The iliac limbs of some stent graft systems will have proximal flares and can be used in a telescoping manner to create an aorto-uni-iliac (AUI) configuration in occlusive disease. The Cook RENU converter has a 22mm tall sealing zone designed for deployment inside another stent graft and would conform poorly to this kind of neck as a primary AUI endograft which this was not designed to act as. The Endurant II AUI converter has a suprarenal stent which I preferred to avoid in this patient as the juxtarenal neck likely was aneurysmal and might require future interventions
I chose to perform a right sided common femoral cutdown and from that exposure, perform an iliofemoral remote endarterectomy of the right external iliac to common femoral artery. This in my experience is a well tolerated and highly durable procedure (personal data). Kavanagh et al (ref 3) presented their experience with iliofemoral EndoRE and shared their techniques. This would create the lumenal diameter necessary to pass an 18F sheath to deliver an endograft. I chose the Gore Excluder which would achieve seal in the hourglass shaped neck and allow for future visceral segment intervention if necessary without having a suprarenal stent in the way. I planned on managing the left common iliac artery via a percutaneous recanalization.
The patient’s right common femoral artery was exposed in the usual manner. Wire access across the occluded external iliac artery was achieved from a puncture of the common femoral artery. Remote endarterectomy (EndoRE) was performed over a wire from the common femoral artery to the external iliac artery origin (pictures below).

The 18F sheath went up with minimal resistance, and the EVAR was performed in the usual manner. The left common iliac artery occlusion was managed percutaneously from a left brachial access. The stent graft on the left was terminated above the iliac bifurcation and a self expanding stent was used to extend across the iliac bifurcation which had a persistent stenosis after recanalization.
The patient recovered well and was sent home several days postprocedure. He returned a month later with healed wounds and palpable peripheral pulses. He no longer had claudication and CTA showed the aneurysm sac to have no endoleak (figures below).

Discussion
I have previously posted on using EndoRE (remote endarterectomy) for both occlusive disease and as an adjunct in EVAR. Iliofemoral EndoRE has excellent patency in the short and midterm, and in my experience has superior patency compared to the femoropopliteal segment where EndoRE is traditionally used. This case illustrates both scenarios. While the common iliac artery occlusions can be expected to have acceptable patencies with percutaneous interventions, the external iliac lesions typically fail when managed percutaneously especially when the stents are extended across the inguinal ligament. The external iliac artery is quite mobile and biologically, in my opinon, behaves much as the popliteal artery and not like the common iliac. Also, the common femoral arterial plaque is contiguous with the external iliac plaque, making in my mind, imperative to clear out all the plaque rather than what can just be seen through a groin exposure.

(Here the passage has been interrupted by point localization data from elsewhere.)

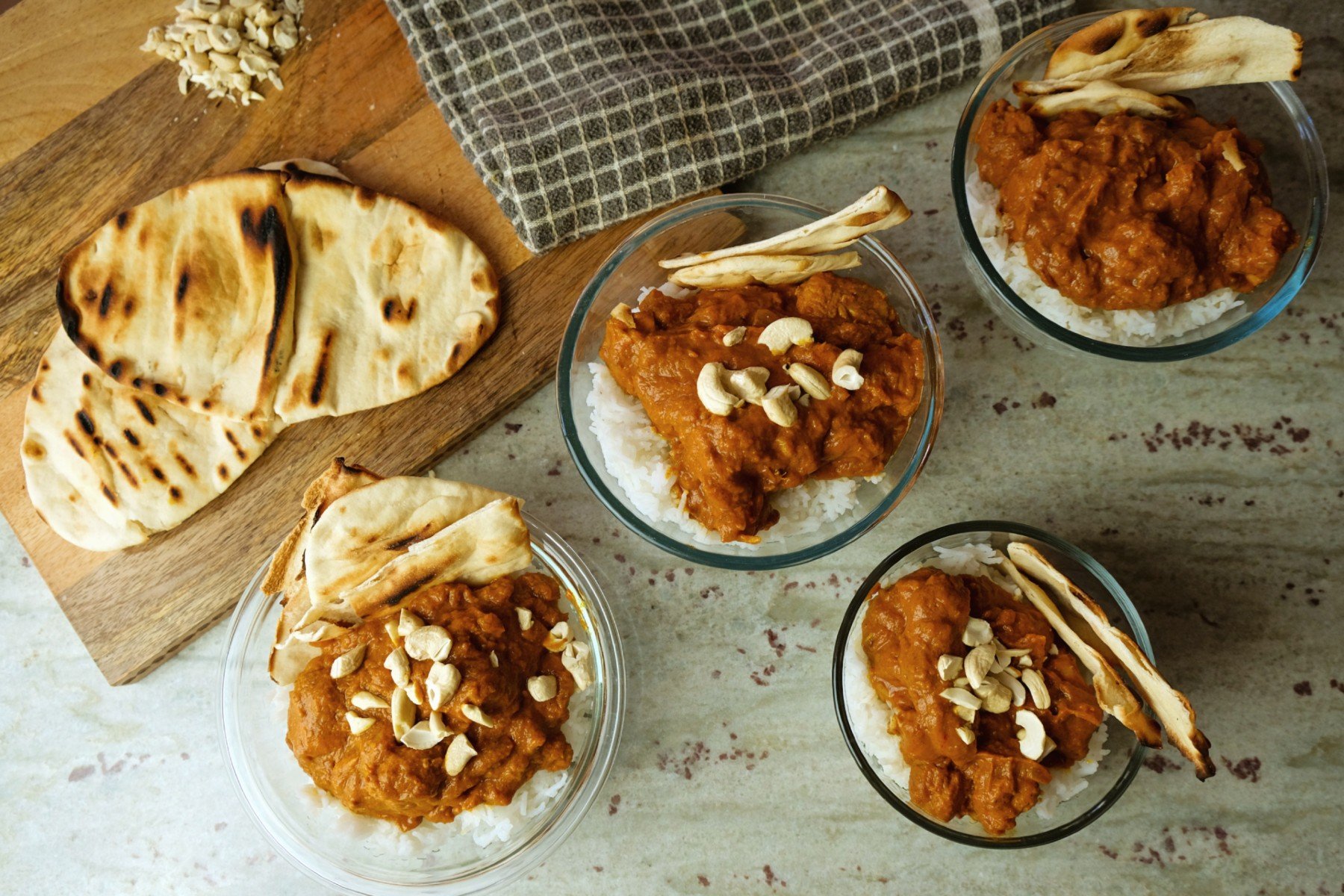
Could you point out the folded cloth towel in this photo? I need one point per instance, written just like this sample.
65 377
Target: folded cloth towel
582 113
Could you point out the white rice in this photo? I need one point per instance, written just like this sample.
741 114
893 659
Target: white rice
465 835
640 462
1121 328
868 715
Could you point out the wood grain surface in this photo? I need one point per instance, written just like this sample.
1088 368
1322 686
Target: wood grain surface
82 141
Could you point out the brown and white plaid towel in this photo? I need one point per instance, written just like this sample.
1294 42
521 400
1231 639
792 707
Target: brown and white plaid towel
581 113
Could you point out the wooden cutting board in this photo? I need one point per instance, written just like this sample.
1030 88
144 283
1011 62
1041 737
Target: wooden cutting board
90 125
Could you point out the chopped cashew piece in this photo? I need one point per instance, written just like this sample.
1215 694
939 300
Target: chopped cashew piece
977 664
949 667
399 667
1031 736
1036 687
783 334
576 660
349 662
977 633
429 642
460 753
441 684
779 405
423 736
558 637
712 390
812 383
403 712
542 688
476 715
366 700
844 373
749 383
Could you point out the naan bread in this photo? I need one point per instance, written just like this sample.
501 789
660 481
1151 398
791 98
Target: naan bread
370 527
190 296
773 270
1171 707
390 300
1189 54
108 465
475 551
290 653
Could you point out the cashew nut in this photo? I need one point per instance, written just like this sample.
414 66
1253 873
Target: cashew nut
1031 738
979 662
977 633
812 383
714 396
783 334
844 373
223 40
779 405
749 385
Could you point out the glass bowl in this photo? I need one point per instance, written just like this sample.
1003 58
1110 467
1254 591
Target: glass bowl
724 220
281 801
1125 754
1269 112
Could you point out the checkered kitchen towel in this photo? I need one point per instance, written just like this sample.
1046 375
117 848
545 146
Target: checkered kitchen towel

On microscopy, the external iliac artery is restored to a normal patent artery -I have sent arterial biopsies several months after endarterectomy and the artery felt and sewed like a normal artery and had normal structure on pathology. This implies that the external iliac can be restored to a near normal status and patients that are turned down for living related donor transplantation of kidneys can become excellent recipients. In this case, this hybrid approach effectively treated his claudication but also sealed off his moderate sized AAA while not precluding future visceral segment surgery or intervention with a large suprarenal stent.
Reference
- Hollier LH et al. J Vasc Surg 1986; 3:712-7.